Please share experiences and reflections with us.
Photo credit:
http://www.thefamousartists.com/wp-content/uploads/2011/02/the-butterfly-hunter.jpg
Dmitry A. Chernikov
Not to disparage beauty in nature, but here’s a dissenting opinion and a reality check:
http://mises.org/daily/2788/
Gregg Tomusko
John Muir was a religious man who found God and continued to search for God through His divine attribute of beauty. John had lost his eyesight in a manufacturing accident and promised to spend the rest of his life enjoying the beauty of God’s creation if he could get his precious vision back. After regaining his eyesight he kept his promise.
Jeffrey Wattles
Thank you, Gregg. The stories of this man’s life are most interesting. Several persons who knew him reported that he was even more eloquent in person than in writing.
Jeffrey Wattles
“Death is the mother of beauty,” wrote Wallace Stevens.

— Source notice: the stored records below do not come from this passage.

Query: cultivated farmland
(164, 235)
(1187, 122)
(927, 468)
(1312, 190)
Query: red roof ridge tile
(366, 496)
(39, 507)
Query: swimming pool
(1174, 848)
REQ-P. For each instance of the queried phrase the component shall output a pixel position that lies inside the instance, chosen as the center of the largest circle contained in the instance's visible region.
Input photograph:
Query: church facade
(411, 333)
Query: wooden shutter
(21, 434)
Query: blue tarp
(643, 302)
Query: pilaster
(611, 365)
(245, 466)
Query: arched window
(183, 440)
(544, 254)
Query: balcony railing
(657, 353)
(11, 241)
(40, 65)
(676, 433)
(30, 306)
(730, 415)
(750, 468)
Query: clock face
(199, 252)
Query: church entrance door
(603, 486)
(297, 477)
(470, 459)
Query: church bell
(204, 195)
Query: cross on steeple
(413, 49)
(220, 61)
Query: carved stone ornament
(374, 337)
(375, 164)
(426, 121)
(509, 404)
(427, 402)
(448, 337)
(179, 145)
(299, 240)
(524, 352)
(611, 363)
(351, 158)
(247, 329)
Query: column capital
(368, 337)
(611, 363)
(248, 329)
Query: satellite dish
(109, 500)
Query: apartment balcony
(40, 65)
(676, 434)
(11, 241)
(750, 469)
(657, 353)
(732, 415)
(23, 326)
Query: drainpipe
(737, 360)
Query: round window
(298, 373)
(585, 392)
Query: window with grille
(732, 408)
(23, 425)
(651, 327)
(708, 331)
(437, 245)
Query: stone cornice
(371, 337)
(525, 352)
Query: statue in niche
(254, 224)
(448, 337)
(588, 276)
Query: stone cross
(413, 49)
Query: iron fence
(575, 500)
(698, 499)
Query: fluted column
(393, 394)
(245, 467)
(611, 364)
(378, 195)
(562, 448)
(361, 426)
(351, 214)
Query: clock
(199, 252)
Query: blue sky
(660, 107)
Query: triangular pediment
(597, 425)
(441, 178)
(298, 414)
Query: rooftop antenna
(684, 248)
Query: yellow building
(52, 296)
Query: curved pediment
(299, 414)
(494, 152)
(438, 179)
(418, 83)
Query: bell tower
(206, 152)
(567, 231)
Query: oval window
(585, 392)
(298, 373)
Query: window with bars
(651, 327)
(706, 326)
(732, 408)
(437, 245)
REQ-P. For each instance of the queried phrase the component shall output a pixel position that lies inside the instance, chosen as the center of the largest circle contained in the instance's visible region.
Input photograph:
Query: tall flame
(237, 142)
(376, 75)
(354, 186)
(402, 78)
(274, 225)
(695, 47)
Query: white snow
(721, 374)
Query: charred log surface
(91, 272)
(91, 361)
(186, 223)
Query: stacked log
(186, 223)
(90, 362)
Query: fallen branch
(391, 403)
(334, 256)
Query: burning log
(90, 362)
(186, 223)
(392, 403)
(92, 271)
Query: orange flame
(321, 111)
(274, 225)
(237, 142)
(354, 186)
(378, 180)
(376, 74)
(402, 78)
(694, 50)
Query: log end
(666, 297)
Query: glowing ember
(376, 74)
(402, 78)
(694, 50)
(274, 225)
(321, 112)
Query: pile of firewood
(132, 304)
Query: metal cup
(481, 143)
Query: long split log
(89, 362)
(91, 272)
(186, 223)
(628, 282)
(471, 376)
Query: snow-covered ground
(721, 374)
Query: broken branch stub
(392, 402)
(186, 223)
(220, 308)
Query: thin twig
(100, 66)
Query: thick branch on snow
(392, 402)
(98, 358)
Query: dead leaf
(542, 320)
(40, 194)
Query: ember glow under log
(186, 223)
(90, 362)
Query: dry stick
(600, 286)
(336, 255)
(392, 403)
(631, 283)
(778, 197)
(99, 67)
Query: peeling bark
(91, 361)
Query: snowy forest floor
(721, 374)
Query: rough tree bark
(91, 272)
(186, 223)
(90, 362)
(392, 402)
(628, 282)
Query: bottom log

Do we appreciate beauty just because we die? If we had forever would we appreciate what’s around us? Our finitude does put pressure on us to make the best of our time here. But that stimulus is not the highest stimulus for aesthetic appreciation; nor is it the stimulus that will inspire us, once we have attained everlasting life, to continue appreciating beauty.